London is well represented in fiction, having been brought to life on the page by masterful writers like Charles Dickens, Sir Arthur Conan Doyle and Virginia Woolf. Now, the Museum of London Docklands is giving literary buffs a unique opportunity to celebrate one of the capital's finest science fiction writers via a one-off boat tour of the Thames.
Dr Gregor Claude will helm an expedition downriver from the Southbank Pier, recreating a journey originally envisioned by William Morris in his landmark 1890 novel News from Nowhere. Those who chose to participate will be treated to educational and entertaining ruminations on the utopian thinking of the Victorian age, the literary culture of 19th century England and the wider historical importance of the Thames.
In News from Nowhere, narrator William Guest falls asleep only to slumber, quite unwittingly, for many centuries. Awaking in 22nd century London, he finds the capital has been transformed into a radical socialist utopia where ideas like property and money are obsolete.

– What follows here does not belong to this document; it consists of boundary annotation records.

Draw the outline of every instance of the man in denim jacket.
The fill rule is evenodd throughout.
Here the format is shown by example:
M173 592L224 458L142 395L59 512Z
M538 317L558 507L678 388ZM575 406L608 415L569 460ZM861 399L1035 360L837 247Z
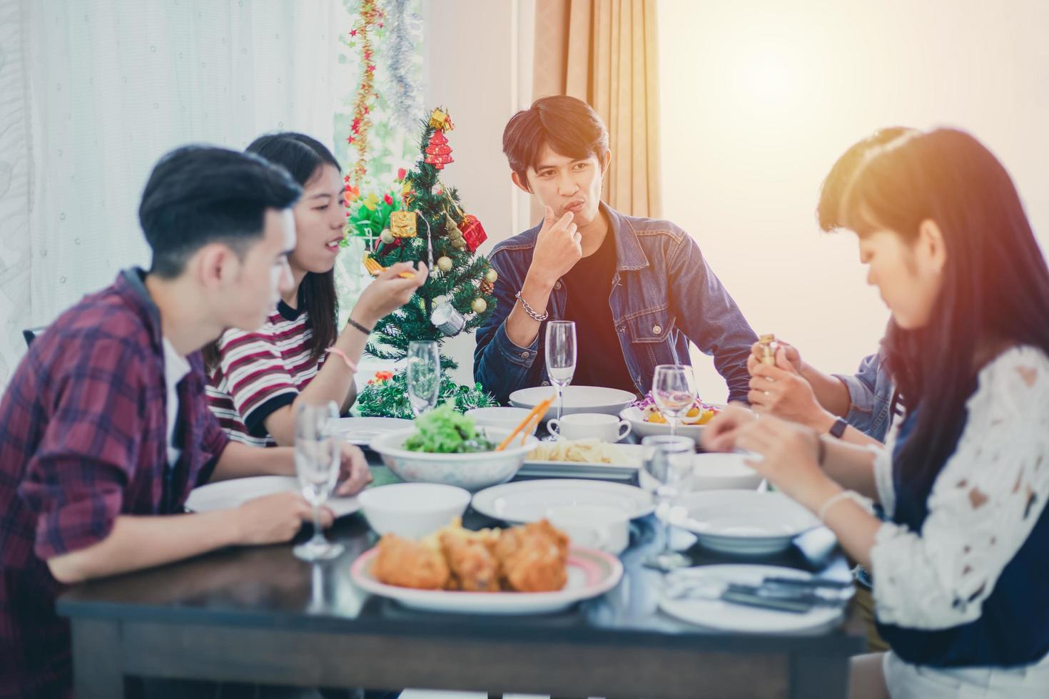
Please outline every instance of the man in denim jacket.
M688 364L688 343L712 354L730 400L745 400L756 336L695 241L668 221L601 201L608 134L585 103L543 97L502 135L517 187L543 222L492 252L497 306L477 330L474 377L500 402L547 386L542 328L575 321L573 383L646 393L657 365Z

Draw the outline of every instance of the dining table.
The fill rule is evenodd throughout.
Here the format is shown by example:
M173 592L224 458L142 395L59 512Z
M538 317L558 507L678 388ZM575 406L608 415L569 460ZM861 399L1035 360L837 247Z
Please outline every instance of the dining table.
M377 483L397 480L377 455L368 457ZM464 516L468 528L501 524L472 509ZM735 633L678 620L659 607L662 573L642 565L662 543L660 531L655 516L635 520L620 555L620 583L556 613L420 611L363 592L350 566L378 538L361 514L328 529L345 547L330 561L300 561L292 543L224 548L77 585L57 608L70 622L80 699L133 697L144 677L489 697L847 695L850 656L865 647L854 604L840 622L806 634ZM307 533L305 526L296 541ZM761 563L835 580L851 575L822 528L757 560L709 551L684 530L675 533L695 566Z

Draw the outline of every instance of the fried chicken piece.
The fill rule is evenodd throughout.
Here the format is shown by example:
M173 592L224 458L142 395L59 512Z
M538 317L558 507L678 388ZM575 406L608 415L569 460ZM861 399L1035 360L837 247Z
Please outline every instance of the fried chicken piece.
M499 562L484 543L445 532L441 544L451 569L454 589L464 592L498 592Z
M419 590L440 590L449 578L448 564L440 549L397 534L383 534L371 574L380 583Z
M547 520L506 529L495 553L518 592L553 592L568 583L569 538Z

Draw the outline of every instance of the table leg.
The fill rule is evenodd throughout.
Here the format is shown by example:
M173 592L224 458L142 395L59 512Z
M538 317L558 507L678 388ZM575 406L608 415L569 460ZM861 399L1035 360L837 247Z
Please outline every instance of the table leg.
M120 624L81 618L70 627L77 699L124 699Z
M791 658L792 699L841 697L849 693L849 658L799 655Z

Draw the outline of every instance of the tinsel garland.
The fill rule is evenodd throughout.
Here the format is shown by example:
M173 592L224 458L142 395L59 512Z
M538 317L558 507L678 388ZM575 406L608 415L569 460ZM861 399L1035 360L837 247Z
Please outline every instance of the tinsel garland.
M381 374L384 372L380 372ZM402 417L411 419L411 403L408 402L407 374L404 370L378 376L357 397L357 410L365 417ZM473 408L497 406L495 399L480 387L480 384L459 386L445 374L441 379L440 402L451 401L455 410L465 413Z
M415 12L416 0L387 0L387 31L384 58L391 84L386 95L392 117L404 129L415 126L414 115L422 110L422 90L414 80L414 45L422 38L423 20Z
M376 27L383 27L383 10L376 0L361 0L360 19L349 30L350 38L361 42L361 88L354 99L354 123L349 127L351 133L346 136L346 143L357 149L357 163L352 175L348 176L356 187L360 187L368 170L368 131L371 129L369 114L378 96L374 89L376 64L371 60L374 56L371 31Z

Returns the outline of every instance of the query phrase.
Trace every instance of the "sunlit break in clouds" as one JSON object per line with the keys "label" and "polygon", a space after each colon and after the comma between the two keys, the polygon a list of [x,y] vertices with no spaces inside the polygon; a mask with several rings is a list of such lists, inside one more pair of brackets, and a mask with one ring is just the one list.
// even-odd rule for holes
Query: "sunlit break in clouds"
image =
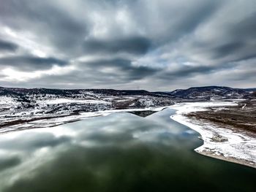
{"label": "sunlit break in clouds", "polygon": [[0,86],[256,87],[255,0],[0,4]]}

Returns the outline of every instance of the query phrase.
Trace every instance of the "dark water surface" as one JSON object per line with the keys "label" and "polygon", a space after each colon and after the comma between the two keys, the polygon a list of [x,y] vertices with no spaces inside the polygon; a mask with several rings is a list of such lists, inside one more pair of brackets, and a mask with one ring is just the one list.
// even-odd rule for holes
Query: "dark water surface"
{"label": "dark water surface", "polygon": [[165,110],[0,136],[0,191],[256,191],[256,169],[203,156]]}

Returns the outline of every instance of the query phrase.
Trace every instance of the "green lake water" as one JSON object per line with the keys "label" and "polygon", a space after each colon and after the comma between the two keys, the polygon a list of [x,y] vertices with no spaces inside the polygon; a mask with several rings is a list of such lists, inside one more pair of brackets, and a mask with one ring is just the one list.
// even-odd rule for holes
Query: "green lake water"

His subsequent river voyage through the heart of the capital reveals a painstakingly reimagined vision of the city.
Using William Morris' work as a starting point, Dr Claude will look at how other writers and artists have considered the possibility of technological, political and cultural upheaval on the banks of the Thames.
The tour takes place next Saturday (June 22nd) at 2pm. Dr Claude's lecture lasts for about two-and-a-half hours; the boat is expected to return to Southbank Pier for 6pm. Tickets cost £20, though a concessionary rate of £17 is available and friends of the museum can enjoy a further reduced charge of £15.
Interested parties are urged to book in advance, as places on the vessel are strictly limited. This can be done through the Museum of London Docklands website.
Southbank Pier is located just outside of the Royal Festival Hall and the National Film Theatre. Those travelling here via the London Underground should head towards the Waterloo, Embankment or Hungerford Bridge tube stops.